West News Wire: A friend and fellow photojournalist from Australia named Ben Bohane referred to Tim Page as a “true humanist” and one of the greatest combat photographers in history.

He frequently argued that having moral character was more significant than having artistic talent. So his compassion really came through in his photojournalism, Bohane said on Thursday, according to Australian Broadcasting Corp.

“The only excellent war photograph is an anti-war photograph,” was one of his well-known quotes, Bohane continued.

While reporting on wars in Vietnam, Laos, and Cambodia in the 1960s and 1970s, Page was wounded four times.

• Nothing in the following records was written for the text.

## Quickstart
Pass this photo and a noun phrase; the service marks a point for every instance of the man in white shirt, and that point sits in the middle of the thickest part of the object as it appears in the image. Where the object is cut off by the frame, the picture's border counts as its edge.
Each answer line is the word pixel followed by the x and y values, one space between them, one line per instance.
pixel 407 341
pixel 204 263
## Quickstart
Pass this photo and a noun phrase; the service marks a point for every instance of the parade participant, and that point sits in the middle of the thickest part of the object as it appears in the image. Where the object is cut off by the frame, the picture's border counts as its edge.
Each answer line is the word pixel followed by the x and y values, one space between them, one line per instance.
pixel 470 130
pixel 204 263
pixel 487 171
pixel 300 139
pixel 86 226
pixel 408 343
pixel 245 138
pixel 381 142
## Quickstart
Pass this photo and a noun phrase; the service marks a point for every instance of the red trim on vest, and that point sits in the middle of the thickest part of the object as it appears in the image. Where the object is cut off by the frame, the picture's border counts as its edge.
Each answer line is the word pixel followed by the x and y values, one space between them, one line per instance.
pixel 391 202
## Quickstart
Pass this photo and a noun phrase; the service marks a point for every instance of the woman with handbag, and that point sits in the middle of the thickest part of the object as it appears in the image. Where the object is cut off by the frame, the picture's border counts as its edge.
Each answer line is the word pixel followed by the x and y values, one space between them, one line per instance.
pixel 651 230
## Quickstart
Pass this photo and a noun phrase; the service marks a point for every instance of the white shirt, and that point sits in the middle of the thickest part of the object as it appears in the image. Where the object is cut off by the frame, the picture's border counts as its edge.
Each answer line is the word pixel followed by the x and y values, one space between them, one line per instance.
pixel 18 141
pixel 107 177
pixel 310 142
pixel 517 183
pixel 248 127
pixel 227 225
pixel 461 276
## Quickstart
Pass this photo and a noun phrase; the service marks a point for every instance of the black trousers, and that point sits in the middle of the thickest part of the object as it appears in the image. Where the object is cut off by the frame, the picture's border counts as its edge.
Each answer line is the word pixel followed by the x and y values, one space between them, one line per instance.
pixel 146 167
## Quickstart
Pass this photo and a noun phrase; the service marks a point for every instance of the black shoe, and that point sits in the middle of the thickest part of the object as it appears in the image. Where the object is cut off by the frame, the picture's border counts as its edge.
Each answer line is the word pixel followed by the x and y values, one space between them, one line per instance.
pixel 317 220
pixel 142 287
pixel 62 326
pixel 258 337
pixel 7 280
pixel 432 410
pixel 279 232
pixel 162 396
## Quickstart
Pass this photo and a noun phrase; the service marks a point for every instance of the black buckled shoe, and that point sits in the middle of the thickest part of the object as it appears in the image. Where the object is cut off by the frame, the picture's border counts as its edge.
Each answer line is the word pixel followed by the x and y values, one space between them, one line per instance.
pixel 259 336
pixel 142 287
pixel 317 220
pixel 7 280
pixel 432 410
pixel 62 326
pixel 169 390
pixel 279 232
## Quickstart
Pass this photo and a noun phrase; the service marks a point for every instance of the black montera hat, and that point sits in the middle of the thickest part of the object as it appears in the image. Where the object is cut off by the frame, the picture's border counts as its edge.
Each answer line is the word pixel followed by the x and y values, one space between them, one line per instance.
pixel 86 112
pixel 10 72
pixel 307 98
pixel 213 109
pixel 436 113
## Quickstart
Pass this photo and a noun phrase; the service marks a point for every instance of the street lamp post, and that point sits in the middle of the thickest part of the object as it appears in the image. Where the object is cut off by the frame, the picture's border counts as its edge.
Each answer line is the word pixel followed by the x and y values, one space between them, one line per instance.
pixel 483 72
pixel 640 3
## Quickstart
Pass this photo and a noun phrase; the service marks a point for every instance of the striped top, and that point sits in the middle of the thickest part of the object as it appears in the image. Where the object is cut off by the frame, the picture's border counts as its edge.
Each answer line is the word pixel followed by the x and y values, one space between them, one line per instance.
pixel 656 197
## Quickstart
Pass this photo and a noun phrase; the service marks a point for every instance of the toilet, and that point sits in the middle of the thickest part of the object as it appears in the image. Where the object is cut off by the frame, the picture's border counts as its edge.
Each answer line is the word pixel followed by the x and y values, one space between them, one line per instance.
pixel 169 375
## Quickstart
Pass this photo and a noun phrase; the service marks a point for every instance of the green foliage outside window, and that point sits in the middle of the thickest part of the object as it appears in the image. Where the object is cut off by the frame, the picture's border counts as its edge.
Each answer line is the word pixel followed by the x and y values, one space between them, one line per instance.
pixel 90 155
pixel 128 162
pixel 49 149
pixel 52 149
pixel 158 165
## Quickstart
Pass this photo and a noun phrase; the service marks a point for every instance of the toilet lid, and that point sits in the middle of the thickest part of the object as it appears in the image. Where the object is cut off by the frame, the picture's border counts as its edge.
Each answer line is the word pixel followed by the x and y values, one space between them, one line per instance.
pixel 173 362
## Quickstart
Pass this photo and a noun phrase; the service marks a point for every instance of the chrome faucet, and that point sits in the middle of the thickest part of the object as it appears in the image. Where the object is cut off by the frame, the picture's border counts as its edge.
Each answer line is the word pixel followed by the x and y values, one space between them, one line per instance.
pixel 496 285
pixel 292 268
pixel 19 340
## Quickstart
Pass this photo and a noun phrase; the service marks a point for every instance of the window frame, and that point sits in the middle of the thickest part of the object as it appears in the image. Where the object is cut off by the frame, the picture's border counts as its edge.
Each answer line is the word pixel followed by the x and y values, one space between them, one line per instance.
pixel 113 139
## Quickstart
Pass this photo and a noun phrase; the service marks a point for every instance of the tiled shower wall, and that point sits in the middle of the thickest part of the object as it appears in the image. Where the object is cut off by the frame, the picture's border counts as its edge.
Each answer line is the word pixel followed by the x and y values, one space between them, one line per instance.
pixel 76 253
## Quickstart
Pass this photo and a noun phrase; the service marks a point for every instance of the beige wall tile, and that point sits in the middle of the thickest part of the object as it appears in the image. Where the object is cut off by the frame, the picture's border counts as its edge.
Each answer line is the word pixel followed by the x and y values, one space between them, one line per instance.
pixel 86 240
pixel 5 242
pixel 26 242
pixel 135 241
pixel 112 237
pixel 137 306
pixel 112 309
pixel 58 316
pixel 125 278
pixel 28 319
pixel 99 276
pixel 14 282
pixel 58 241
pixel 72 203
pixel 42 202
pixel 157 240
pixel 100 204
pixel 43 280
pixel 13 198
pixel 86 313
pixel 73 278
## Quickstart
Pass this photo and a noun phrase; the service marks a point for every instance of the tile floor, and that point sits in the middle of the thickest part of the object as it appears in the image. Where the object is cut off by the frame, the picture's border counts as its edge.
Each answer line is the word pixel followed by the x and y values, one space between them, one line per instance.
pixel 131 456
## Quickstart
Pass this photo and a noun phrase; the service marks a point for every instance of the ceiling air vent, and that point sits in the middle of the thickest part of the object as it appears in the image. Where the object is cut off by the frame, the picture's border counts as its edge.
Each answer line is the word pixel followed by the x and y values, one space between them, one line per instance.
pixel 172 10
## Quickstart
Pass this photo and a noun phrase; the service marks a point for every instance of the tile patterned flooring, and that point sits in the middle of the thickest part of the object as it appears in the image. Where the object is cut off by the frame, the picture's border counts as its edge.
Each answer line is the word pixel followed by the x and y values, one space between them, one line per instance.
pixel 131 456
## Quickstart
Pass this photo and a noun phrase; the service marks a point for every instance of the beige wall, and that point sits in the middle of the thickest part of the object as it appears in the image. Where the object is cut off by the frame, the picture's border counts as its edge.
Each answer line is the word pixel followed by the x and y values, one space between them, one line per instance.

In addition to his skill and dedication as a photographer, he stood out for his flamboyance and flashy attitude. He inspired the drug-addled photojournalist played by Dennis Hopper in the Francis Coppola-directed, Oscar-winning 1979 Vietnam War movie “Apocalypse Now.”

Page embraced and documented the drug culture since the 1960s in Indochina and the United States.

He worked as a freelance photographer from the late 1960s for music magazines including Rolling Stone and Crawdaddy, sharing assignments with some of the most significant writers of the era such as Hunter S. Thompson. Page embraced his “Gonzo photographer” reputation.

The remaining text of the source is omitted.